Weitere evidenzbasierte Technologien in der Angstbehandlung:
- Biofeedback-/Neurofeedback-Systeme:
• Messen physiologische Parameter wie Herzfrequenz, Hautleitfähigkeit oder Hirnaktivität (EEG) in Echtzeit.
• Beispiel: Wearables helfen Patientinnen und Patienten, Körperreaktionen zu regulieren (Schoenberg & David, 2014). - KI-gestützte Chatbots:
• Verschiedene Tools bieten KVT-Übungen und Emotionscoaching via Text.
• Evidenz: Reduktion von Angstsymptomen um 20–30 % in RCTs (Fitzpatrick et al., 2017). - Telemedizin und Online-Therapieplattformen:
• Videotherapie und digitale Gruppenprogramme erhöhen die Zugänglichkeit.
• Metaanalyse: Vergleichbare Wirksamkeit wie Face-to-Face-Therapie (Andrews et al., 2018). - Digitale Expositionstools:
• Augmented Reality (AR): Überlagerung von Angstreizen im realen Umfeld (z. B. ARphobias für Spinnenphobie).
• Smartphone-basierte GPS-Exposition: Apps wie Vivo leiten Agoraphobie-Patientinnen und -patienten durch reale Konfrontationen. - Neurostimulation:
• Transkranielle Gleichstromstimulation (tDCS) oder repetitive TMS (rTMS) modulieren gezielt Angstnetzwerke im Gehirn (Brunoni et al., 2021).
Vorteile:
- Personalisiert: KI passt Interventionen an individuelle Muster an.

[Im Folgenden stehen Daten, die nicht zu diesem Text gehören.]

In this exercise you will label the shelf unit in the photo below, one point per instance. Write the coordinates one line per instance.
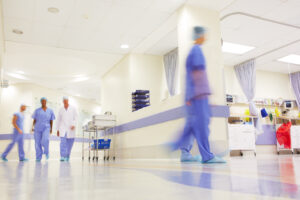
(140, 99)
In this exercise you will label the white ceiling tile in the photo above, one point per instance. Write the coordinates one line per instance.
(59, 19)
(23, 25)
(169, 6)
(19, 9)
(215, 5)
(284, 12)
(148, 23)
(73, 38)
(46, 34)
(165, 45)
(255, 7)
(140, 4)
(89, 13)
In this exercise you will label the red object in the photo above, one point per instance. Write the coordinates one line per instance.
(283, 135)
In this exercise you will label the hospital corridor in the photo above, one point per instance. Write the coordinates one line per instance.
(149, 99)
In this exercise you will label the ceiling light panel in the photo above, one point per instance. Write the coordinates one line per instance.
(291, 59)
(238, 49)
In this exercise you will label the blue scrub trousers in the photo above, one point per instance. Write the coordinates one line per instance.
(16, 138)
(197, 127)
(66, 145)
(41, 138)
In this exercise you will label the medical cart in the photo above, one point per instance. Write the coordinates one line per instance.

- Niedrigschwellig: Tools wie Apps ermöglichen Therapie zwischen Sitzungen.
- Datenbasiert: Langzeitmonitoring via Apps verbessert die Rückfallprävention.
Quellen:
- Fitzpatrick, K. K. et al. (2017). Delivering Cognitive Behavior Therapy to Young Adults With Symptoms of Depression and Anxiety Using a Fully Automated Conversational Agent (Woebot): A Randomized Controlled Trial. JMIR Mental Health.
- Brunoni, A. R. et al. (2021). Noninvasive Brain Stimulation in Anxiety and Trauma-Related Disorders. Neuroscience & Biobehavioral Reviews.
- Loo Gee, B. et al. (2022). Effectiveness of SPARX, a CBT-Based Game for Youth Anxiety. Journal of Medical Internet Research.